The name of the genus “calloplesiops” comes from the Greek “kállos” = beauty, “plesios” = near and from “opsis” = look, that is, a fish which closely embodies the concept of beauty.

Nevertheless, it could also be believed that it derives from “kállos” = beauty, and “plesiops”, the genus Plesiops hat belongs to the same family of the Plesiopidae.

Plesiops was the first genus to be described by Oken in 1817, and from it derived the genera Paraplesiops (Bleeker,1875) = simmilar to Plesiops, Acanthoplesiops (Regan, 1912) = spiny Plesiops and our Calloplesiops (Fowler & Bean, 1930) which could be translated as beautiful Plesiops.

The name of the species “altivelis” comes from the Latin “altus” = tall and “veils” = sails, and therefore, “with tall sails” with an evident reference to the fins.


It is present in the tropical waters of the Indian and Pacific oceans.

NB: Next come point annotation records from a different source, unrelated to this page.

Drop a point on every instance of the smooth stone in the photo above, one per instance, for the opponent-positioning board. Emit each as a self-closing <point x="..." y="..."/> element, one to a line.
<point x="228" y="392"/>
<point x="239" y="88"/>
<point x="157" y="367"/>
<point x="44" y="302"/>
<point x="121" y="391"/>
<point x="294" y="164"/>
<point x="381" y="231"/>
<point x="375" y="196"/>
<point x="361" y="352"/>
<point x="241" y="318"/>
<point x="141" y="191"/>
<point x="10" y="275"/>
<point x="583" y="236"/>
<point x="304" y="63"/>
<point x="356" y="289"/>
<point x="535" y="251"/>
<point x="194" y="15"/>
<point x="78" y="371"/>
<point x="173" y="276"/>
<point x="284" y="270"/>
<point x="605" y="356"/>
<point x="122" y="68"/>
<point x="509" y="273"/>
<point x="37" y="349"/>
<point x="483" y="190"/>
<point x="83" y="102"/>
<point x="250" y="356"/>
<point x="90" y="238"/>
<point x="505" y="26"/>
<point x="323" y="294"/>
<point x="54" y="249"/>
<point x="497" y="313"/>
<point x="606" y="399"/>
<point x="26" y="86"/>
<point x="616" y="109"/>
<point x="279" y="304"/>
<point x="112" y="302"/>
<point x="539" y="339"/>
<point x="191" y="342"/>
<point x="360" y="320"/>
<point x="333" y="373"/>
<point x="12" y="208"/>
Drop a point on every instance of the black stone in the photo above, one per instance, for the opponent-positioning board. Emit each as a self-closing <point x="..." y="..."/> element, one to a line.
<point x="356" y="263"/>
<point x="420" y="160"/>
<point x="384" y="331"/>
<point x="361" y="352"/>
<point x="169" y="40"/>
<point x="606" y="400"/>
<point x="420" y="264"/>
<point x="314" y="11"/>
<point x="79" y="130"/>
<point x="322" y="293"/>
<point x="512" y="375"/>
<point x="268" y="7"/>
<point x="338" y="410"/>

Indicatively, we find it from East Africa to the Red Sea, the Seychelles, and the Maldives, in the Chagos archipelago, at Christmas Island, in Australia, Indonesia New Guinea, Micronesia, Philippines, Taiwan, and China up to southern Japan. Eastwards, it is at home in Kiribati and Tuamotu. Southwards, it reaches Vanuatu, the Fiji Islands and Tonga. The distribution reveals areas of discontinuity, it is probably ampler because this is a small fish, wary and shy, and that hardly stumbles in the nets. It spends the whole day in a den and is active only during the night when, thanks to its mimetic patterns, is practically invisible.


It lives moving from one hiding place to another, between rocks and madrepores, up to 50 m of depth.


The size of the body, compressed on the sides and doubled by the fins, does not exceed the 20 cm. The livery, almost black with brown reflections, is dotted with small white spots and drawings which, in the semidarkness mislead the predators.

Calloplesiops altivelis, Plesiopidae, Comet

The head confounds with the tail and a false eye can transform it in a scary moray © Giuseppe Mazza

Due to its shape, we do not know where the head and the tail are, and a false eye, drawn on the dorsal, evokes among the rocks the disturbing head of a moray eel in ambush, the Gymnothorax meleagris which has more or less the same drawing.

There is only one dorsal fin with 11 spiny rays and 8-10 unarmed, similar, but bigger than the anal which counts 3 spiny rays and 9 soft. The pectoral fins have 17-20 unarmed rays and the ventral ones are very elongated with 1 spine and 4 soft rays. The caudal, imposing and roundish, overlaps the posterior lobe of the anal and of the dorsal for a perfect continuity of the pattern. Even the iris is maculated and the eye results practically invisible. Blue halos often surround the white spots. The false eye near the tail shows below an orange small bar, present in a specular way also on the anal fin; colour found also on the pectoral and the edge of the ventral ones.

The mouth is moderately protractile, with small sharp teeth on the jaws and some palatine teeth and on the vomer.

Ethology-Reproductive Biology

In its small way, the comet follows like the true groupers a carnivorous diet, predating crustaceans and small fishes. It is not a problem to nourish it in aquarium, but apart the splendid livery it’s a fish giving scarce satisfactions because it hides during the day and shy as it is, in a cramped environment, is likely to be continuously stressed by the other guests, ready to steal the food from its mouth.

The females spawn 300-500 eggs, stuck with adhesive threads to the substratum and keep the watch near the nest. The eggs hatch in 5-6 days at about 26 °C.

The Calloplesiops altivelis reproduces pretty easily in captivity. It should be too expensive to fish it and the specimens of the trade come usually, therefore, from fisheries. In nature, the populations may double in 1,4-4,4 years. The vulnerability index of the species, moderately low, is of 30 on a scale of 100.


Barrosia barrosi Smith, 1952; Callopresiops altivelis Steindachner, 1903; Plesiops altivelis Steindachner, 1903.